Electronic payment requirement for estimated taxes
Certain taxpayers who pay estimated taxes must make all income tax payments on or after July 1, 2021, electronically if those payments exceed $2,500 or if their total tax liability exceeds or can reasonably be expected to exceed $10,000.
Interest waivers in emergencies
Effective April 1, 2021, If the governor declares a state of emergency, the tax commissioner can waive interest for any class of taxpayers who would receive undue hardship due to the imposing interest.
Retail sales and use tax exemptions for personal protective equipment (PPE)

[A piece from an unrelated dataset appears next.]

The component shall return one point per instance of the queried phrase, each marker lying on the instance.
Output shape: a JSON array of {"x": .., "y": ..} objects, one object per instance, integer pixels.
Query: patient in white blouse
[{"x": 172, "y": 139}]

A variety of PPE is exempt from sales and use tax for qualifying businesses, such as face coverings, gloves, signs related to COVID-19 and much more.
Marijuana retail taxes
As non-medical marijuana is legalized in Virginia, stores that sell retail marijuana and marijuana products will have to pay retail taxes as of Jan. 1, 2024. The tax will be administered by the new Virginia Cannabis Control Authority.
Issues under study: Tax policy, unitary combined reporting and more
Legislation has established groups to investigate certain tax-related issues:
- A Joint Subcommittee on Tax Policy will evaluate the fiscal impact of amendments to tax brackets, rates, credits, etc.; evaluate factors relevant to making Virginia’s tax system more equitable; give tax code amendment recommendations; and more.
- A working group will assess the feasibility of transitioning to a unitary combined reporting system for corporate income tax purposes.
- TAX will evaluate establishing an online portal for tax practitioners, including looking at comparable services offered by other states and estimated costs.
- The Joint Legislative Audit and Review Commission (JLARC) will study increasing the progressivity of Virginia's individual income tax system by evaluate the fiscal impact of amendments to tax brackets, tax rates, credits, deductions, and exemptions, as well as any other factors it deems relevant to making Virginia's individual income tax system more progressive and fair in response to economic dynamics.
The VSCPA will reach out to stakeholders to communicate CPAs feedback on these issues.